Thank you for sharing! I don’t normally go to EWI to look at their wave counts.
Thanks Lara. Always appreciate that you are open to other ideas.
Minor B looks like it’s moved higher.
I would still expect it’s unlikely intermediate (2) was over at the low labelled minor A. That would be a very quick shallow correction for a big second wave to have.
Use the pink channel about minor B; when it’s breached to the downside then it would be providing confirmation of a trend change. If price throws back up to the line to find resistance it would offer a good entry to join the trend down for minor C.
Prior to that if you have a higher risk appetite: if we see a strong downwards day with an increase in volume then draw a trend line along the upper edge of the downwards movement and use that to find an entry. This is riskier though; it would be trying to pick a top. The risk is price could yet move higher before minor B is done.
Following on the suggestion by Daniel that the highs today are the end of Minor wave B of an expanded flat, I offer the following wave count for where we are today in Intermediate (2).
Minute b) retraced about .618 of minute a) (orange Fibonacci level on the chart). Wave B wave in an expanded flat commonly reaches 1.236 or 1.382 X wave A. As Minor B has already exceeded the 1.236 level (green) it might stop at the 1.382 level (red) or about $44.43.
Wave C in an expanded flat is commonly 1.618 X wave A, so if wave B does indeed stop at about the 1.382 level, then Minor C would likely have a target near $33.77 (blue). This is also near the 50% retracement of Intermediate (1) at $33.96 (black).
Comments are invited.
Yep. That’s pretty much what I have come up with also.
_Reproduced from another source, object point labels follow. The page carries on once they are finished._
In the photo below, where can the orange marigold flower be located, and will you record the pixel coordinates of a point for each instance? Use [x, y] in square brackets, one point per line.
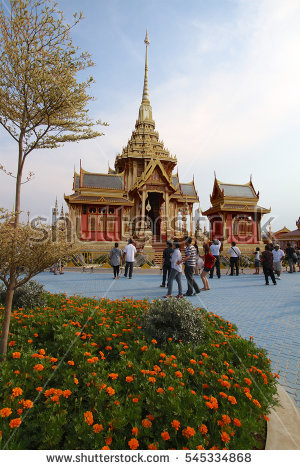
[203, 429]
[225, 437]
[226, 419]
[15, 423]
[5, 412]
[237, 422]
[110, 391]
[152, 447]
[175, 424]
[133, 443]
[27, 404]
[232, 400]
[16, 392]
[88, 416]
[146, 423]
[256, 403]
[97, 428]
[113, 376]
[188, 432]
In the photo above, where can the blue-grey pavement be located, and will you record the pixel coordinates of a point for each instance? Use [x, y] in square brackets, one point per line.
[271, 314]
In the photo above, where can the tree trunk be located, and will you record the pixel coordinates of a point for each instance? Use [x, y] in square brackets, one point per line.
[6, 320]
[18, 183]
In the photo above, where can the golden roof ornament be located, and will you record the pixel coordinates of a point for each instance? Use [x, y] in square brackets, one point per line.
[146, 98]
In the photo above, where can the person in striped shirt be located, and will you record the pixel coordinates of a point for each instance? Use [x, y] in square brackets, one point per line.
[190, 263]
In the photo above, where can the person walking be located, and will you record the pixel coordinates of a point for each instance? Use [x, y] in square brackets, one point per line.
[256, 260]
[196, 270]
[290, 254]
[267, 264]
[167, 253]
[278, 256]
[176, 271]
[129, 255]
[115, 257]
[235, 255]
[215, 251]
[209, 261]
[190, 262]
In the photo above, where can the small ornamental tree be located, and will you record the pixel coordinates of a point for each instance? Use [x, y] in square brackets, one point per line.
[42, 103]
[26, 251]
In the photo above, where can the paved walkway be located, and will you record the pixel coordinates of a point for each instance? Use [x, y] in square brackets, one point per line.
[271, 314]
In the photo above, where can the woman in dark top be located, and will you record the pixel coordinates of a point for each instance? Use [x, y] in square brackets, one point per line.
[209, 261]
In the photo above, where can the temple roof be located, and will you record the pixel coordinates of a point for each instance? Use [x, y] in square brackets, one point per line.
[96, 180]
[238, 190]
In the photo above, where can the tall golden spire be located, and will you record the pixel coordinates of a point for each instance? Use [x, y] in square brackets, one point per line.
[145, 112]
[146, 98]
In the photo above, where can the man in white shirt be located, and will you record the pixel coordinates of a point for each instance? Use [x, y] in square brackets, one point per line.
[278, 256]
[215, 251]
[235, 255]
[129, 254]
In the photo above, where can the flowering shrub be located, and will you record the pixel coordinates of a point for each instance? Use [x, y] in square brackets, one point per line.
[82, 374]
[173, 318]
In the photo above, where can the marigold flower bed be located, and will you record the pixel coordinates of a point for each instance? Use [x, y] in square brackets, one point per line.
[81, 374]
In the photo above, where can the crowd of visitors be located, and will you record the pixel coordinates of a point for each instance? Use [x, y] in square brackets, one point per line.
[270, 259]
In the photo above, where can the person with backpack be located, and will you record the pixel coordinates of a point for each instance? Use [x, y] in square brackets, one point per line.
[291, 256]
[235, 255]
[267, 262]
[115, 257]
[176, 271]
[167, 253]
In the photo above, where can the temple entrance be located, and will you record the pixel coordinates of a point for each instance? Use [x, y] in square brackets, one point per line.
[154, 200]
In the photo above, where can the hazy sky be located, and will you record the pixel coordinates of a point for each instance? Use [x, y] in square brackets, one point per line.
[224, 79]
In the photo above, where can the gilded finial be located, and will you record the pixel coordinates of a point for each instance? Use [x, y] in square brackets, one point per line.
[146, 98]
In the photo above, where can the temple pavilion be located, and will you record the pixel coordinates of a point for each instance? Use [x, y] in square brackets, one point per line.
[142, 197]
[235, 215]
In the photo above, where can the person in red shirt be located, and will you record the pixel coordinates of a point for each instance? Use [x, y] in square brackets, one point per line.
[209, 261]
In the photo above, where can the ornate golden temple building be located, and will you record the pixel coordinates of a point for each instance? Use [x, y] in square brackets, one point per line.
[141, 197]
[235, 215]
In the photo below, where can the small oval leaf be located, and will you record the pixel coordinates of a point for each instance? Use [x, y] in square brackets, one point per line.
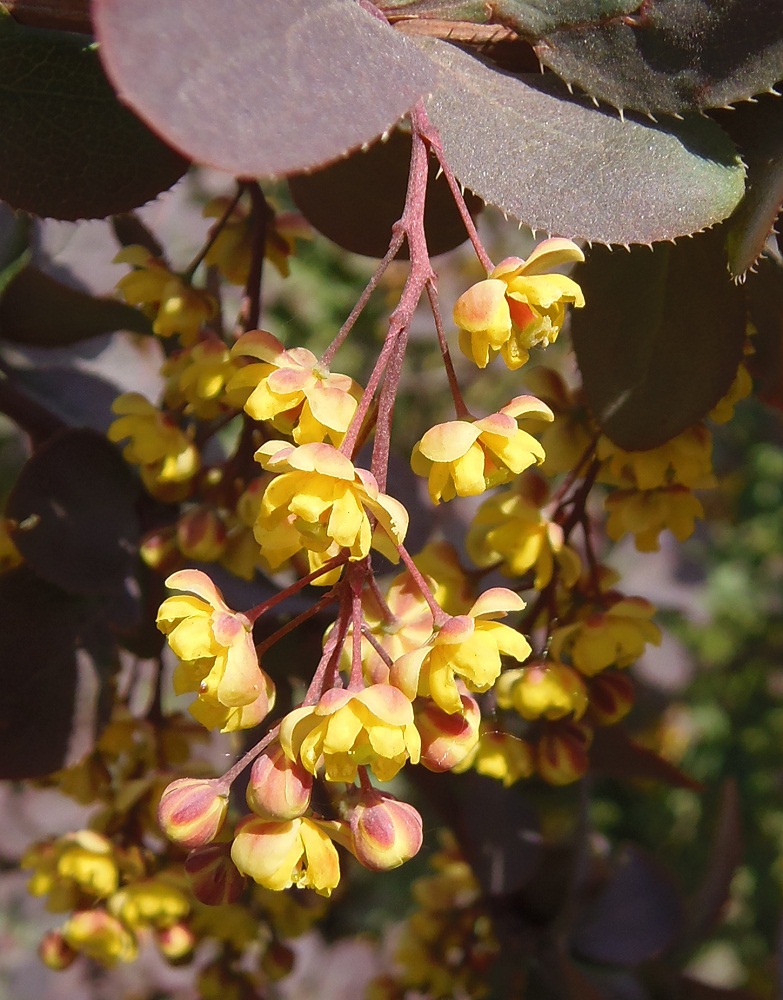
[660, 339]
[38, 311]
[70, 150]
[561, 165]
[74, 502]
[260, 89]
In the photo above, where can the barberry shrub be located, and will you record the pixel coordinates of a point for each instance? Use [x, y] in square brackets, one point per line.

Lara…now where can we take a short entry in crude..??
answered above
Any wave count for oil??
chart above
New high now may be expanded flat B wave completing while recent high on April13 was a wave a of a-b-c.
US Oil is trading at 40.35 and it bottom at 37.65 yesterday. Filling the gap.
On Finviz.com oil spot is 41.64. Like Dreamer wrote both Finviz and stockcharts.com switched to June contract prices.
This distorts technical analysis. on charts shows breakout but there is really not a breakout?????
How does this pricing changes affect EW analysis?????
Lara, Stockcharts rolled their Spot price to the June contract last Monday, the 11th. That is what caused the “possible breakaway” gap on their chart.
Based on my research and post below, there is no reason for stockcharts to switch to the June contract for spot price over 1 week early. They are confusing people.
As you can see, FXCM is still using the May contract as the spot price. FXCM will likely switch to the June contract by Tuesday (since the June contract now has more volume than May), but as stated below, the official CME Group contract expiration for May is 4/20.
so why wouldnt you buy fxcm….as it is guaranteed to go up?
Reposted since I posted it late on the previous analysis.
I found this article that explains “spot” (cash) prices and how they relate to futures price. This is a gold site, but it works the same for oil.
http://www.jmbullion.com/investing-guide/pricing-payments/spot-prices/
This line is important “The spot price is determined by the front month futures contract with the most volume. Sometimes this contract may be the current month, and sometimes it may be two months or more out in time.”
From my own observations of Oil, the front month of the futures price usually equals the spot or cash price for oil as it has the most volume. As the official expiration date for the front month futures contract nears, the next month may have more volume and therefore becomes the new spot or cash price before the official expiration date. Different sites still “roll” on different dates, which is the confusing part and the part that I can’t explain. You would think they would all follow the same basic rules to reflect the spot price.
My other post below refers to the CME group official futures pricing. The official date for the CL crude oil May contract to expire is 4/20: however, the volume for the June contract exceeded the May contract on Monday, 4/18. Therefore, most sites already reflect the June futures price as the spot or “cash” price as of 4/18, Monday, 2 days before the official expiration date. I hope this helps.